How we cite our quotes: (Chapter.Paragraph)
Quote #7
"He'll die. All these bomb people die—you'll see. They go along for a couple of weeks and then they die." (4.13).
Father Kleinsorge overheard his doctor saying this to someone else outside his room. He went on to prove the doc very wrong—go get 'em, Father K.
Quote #8
Late in February, 1946, a friend of Miss Sasaki's called on Father Kleinsorge and asked him to visit her in the hospital. She had been growing more and more depressed and morbid; she seemed little interested in living. Father Kleinsorge went to see her several times. On his first visit, he kept the conversation general, formal, and yet vaguely sympathetic, and did not mention religion. Miss Sasaki herself brought it up the second time he dropped in on her. Evidently she had had some talks with a Catholic.
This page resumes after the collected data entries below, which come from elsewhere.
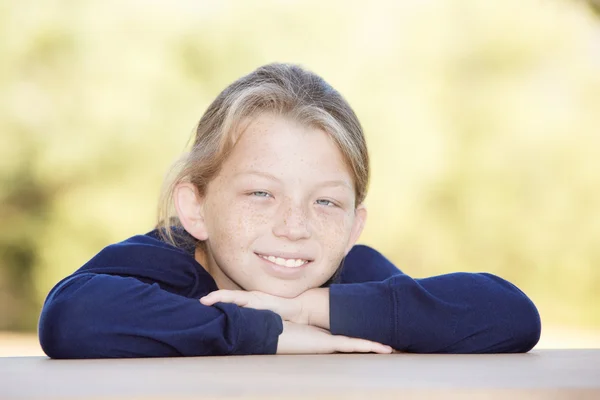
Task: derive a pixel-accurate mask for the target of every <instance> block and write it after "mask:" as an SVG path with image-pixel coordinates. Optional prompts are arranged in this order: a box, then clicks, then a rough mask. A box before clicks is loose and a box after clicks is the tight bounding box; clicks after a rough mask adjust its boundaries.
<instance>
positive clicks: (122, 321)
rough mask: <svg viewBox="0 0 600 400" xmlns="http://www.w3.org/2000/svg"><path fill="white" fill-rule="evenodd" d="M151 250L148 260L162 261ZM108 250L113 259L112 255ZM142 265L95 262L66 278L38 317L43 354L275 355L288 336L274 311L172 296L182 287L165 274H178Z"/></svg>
mask: <svg viewBox="0 0 600 400" xmlns="http://www.w3.org/2000/svg"><path fill="white" fill-rule="evenodd" d="M121 247H122V246H121ZM109 250H111V249H109ZM154 250H156V249H154ZM150 251H151V252H152V251H153V250H150ZM105 252H106V250H105ZM151 252H150V254H149V255H150V256H151V258H153V259H154V260H156V259H160V257H157V256H156V254H158V253H156V254H154V255H152V253H151ZM109 253H110V255H111V256H114V251H109ZM130 254H131V252H130ZM97 258H98V257H97ZM100 258H101V259H102V260H103V261H106V260H107V257H100ZM122 259H123V260H125V259H124V258H122ZM131 260H132V259H131V257H130V260H129V261H130V262H131ZM125 261H127V260H125ZM139 261H140V260H139V259H136V260H134V262H133V263H134V264H135V268H134V267H133V265H132V267H131V268H127V267H126V266H125V267H124V266H120V267H119V268H117V267H114V266H113V267H112V270H113V273H98V272H90V271H93V270H110V269H111V268H109V267H108V266H102V265H97V264H103V262H97V261H94V262H93V263H92V264H94V265H92V266H87V267H84V268H82V269H80V270H79V271H78V272H76V273H74V274H73V275H71V276H70V277H68V278H66V279H64V280H63V281H61V282H60V283H59V284H58V285H57V286H56V287H55V288H54V289H53V290H52V291H51V292H50V294H49V295H48V297H47V299H46V302H45V304H44V307H43V309H42V313H41V315H40V320H39V332H38V333H39V338H40V343H41V345H42V348H43V350H44V352H45V353H46V354H47V355H48V356H50V357H52V358H120V357H170V356H200V355H246V354H273V353H275V352H276V350H277V341H278V337H279V335H280V334H281V332H282V331H283V325H282V322H281V318H280V317H279V316H278V315H277V314H275V313H273V312H271V311H266V310H254V309H250V308H241V307H238V306H236V305H233V304H224V303H218V304H216V305H215V306H212V307H207V306H204V305H202V304H201V303H200V302H199V300H198V299H197V298H191V297H186V296H184V295H181V294H177V293H174V291H176V289H178V287H177V286H176V284H177V283H178V282H177V281H176V280H173V279H171V280H170V281H169V282H167V281H165V279H167V278H164V277H166V276H174V277H177V276H178V274H176V273H172V274H163V275H162V277H161V278H160V279H158V278H154V279H153V278H152V274H151V271H152V268H148V269H146V270H144V269H143V268H141V267H140V266H139V264H140V262H139ZM146 261H147V262H148V263H150V264H151V263H152V261H151V260H146ZM154 267H155V268H156V270H159V269H158V265H155V266H154ZM171 267H172V266H171ZM142 270H143V271H145V272H144V273H143V274H142V273H141V272H140V271H142ZM163 270H167V271H168V268H167V267H166V266H163ZM148 271H150V273H149V272H148ZM179 275H182V274H179ZM165 288H166V289H168V290H166V289H165Z"/></svg>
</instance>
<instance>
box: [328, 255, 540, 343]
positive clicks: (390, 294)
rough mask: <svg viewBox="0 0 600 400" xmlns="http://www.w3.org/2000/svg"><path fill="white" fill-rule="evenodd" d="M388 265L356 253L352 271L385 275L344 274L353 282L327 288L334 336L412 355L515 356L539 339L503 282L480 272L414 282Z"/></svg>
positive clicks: (515, 290) (423, 279) (503, 280)
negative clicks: (501, 354) (379, 275)
mask: <svg viewBox="0 0 600 400" xmlns="http://www.w3.org/2000/svg"><path fill="white" fill-rule="evenodd" d="M363 247H364V246H363ZM359 253H363V254H359ZM361 261H362V263H361ZM367 261H368V264H365V262H367ZM390 265H392V266H393V264H391V262H390V261H389V260H387V259H386V258H385V257H384V256H382V255H381V254H379V253H378V252H376V251H375V250H373V249H370V248H366V247H364V248H363V249H362V251H361V252H355V254H354V260H353V261H351V263H350V265H349V267H350V268H351V269H352V268H360V269H364V270H368V269H375V270H376V271H379V272H378V274H380V275H381V274H385V271H387V272H388V273H389V276H388V277H387V278H385V279H383V280H381V281H371V280H370V279H368V278H364V277H363V278H364V279H361V273H359V272H356V271H354V272H351V271H349V272H348V273H347V274H346V276H352V277H354V278H355V279H356V280H357V283H341V284H333V285H331V287H330V326H331V332H332V333H333V334H342V335H347V336H353V337H359V338H365V339H369V340H374V341H378V342H381V343H384V344H388V345H390V346H392V347H394V348H395V349H397V350H400V351H406V352H415V353H516V352H527V351H529V350H531V349H532V348H533V347H534V346H535V344H536V343H537V342H538V340H539V337H540V330H541V323H540V317H539V314H538V311H537V309H536V307H535V305H534V304H533V303H532V302H531V300H530V299H529V298H528V297H527V296H526V295H525V294H524V293H523V292H521V291H520V290H519V289H518V288H517V287H516V286H514V285H513V284H511V283H510V282H508V281H506V280H503V279H501V278H499V277H497V276H494V275H492V274H487V273H452V274H446V275H440V276H434V277H429V278H424V279H413V278H411V277H409V276H408V275H405V274H403V273H402V272H400V271H399V270H397V269H395V268H394V269H392V268H391V267H390ZM393 270H395V271H396V273H392V271H393ZM382 271H384V272H382ZM372 274H374V273H373V272H368V273H367V275H369V276H370V275H372ZM376 274H377V273H376Z"/></svg>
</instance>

She asked bluntly, "If your God is so good and kind, how can he let people suffer like this?" She made a gesture which took in her shrunken leg, the other patients in her room, and Hiroshima as a whole. (4.26)
In the wake of her injuries and losing her family members in he blast, Miss Sasaki was pretty down on life and "morbid." However, Father Kleinsorge was apparently able to snap her out of it.
Quote #9
In referring to those who went through the Hiroshima and Nagasaki bombings, the Japanese tended to shy away from the term "survivors," because in its focus on being alive it might suggest some slight to the sacred dead. (5.4)
Hersey makes a couple of references to the Japanese culture's reverence for the dead, which here seems to have really shaped how people who survived the attack wanted to identify themselves or think about themselves as exceptional.